Di lokasi praktik pengobatan Hidayah yang ditangani oleh MI alias Idris tidak terdapat papan plang ijin apapun, yang konon di lokasi peraktik terpampang baleho pengobatan Hidayah sebagai aktornya dibuat H.Mhd Idris.
Yang lebih parahnya lagi, selain tidak mempunyai perijinan, kalau MI alias Idris selaku pelaku pengobatan kebathinan itu malah tidak mengindahkan larangan Pemerintah Republik Indinesia yang saat ini untuk tidak mengumpulkan masyarakat lebih dari 5 Orang terkait merebaknya Virus Covid19 yang tengah melanda dunia.

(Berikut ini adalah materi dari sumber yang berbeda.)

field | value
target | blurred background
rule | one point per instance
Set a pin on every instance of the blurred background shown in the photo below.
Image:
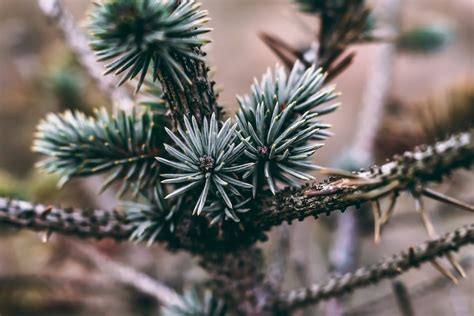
(39, 74)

Bahkan  praktik pengobatan secara kebathinan tersebut setiap harinya dibuka untuk umum oleh MI alias Idris sejak Pukul 09.00.Wib hingga sampai malam hari dengan modus menjual air meneral dalam kemasan botol dan juga ramuan-ramuan tradisional yang sudah disarati berdalih untuk penyembuhan.
Kepada IvoryNews.co.id, ketika MI alias Idris dikonfirmasi Sabtu (11/04/2020) sekira Pukul 10.30.Wib di lokasi praktik dan tempat tinggalnya pengobatan  Hidayah dan didampingi oleh Lurah Jati Negara Erdi Handika bersama Kepling dan Babinsa setempat kepada Sejumlah Wartawan mengakui kalau usahanya itu sama sekali tidak memiliki perijinan dari pemerintah setempat.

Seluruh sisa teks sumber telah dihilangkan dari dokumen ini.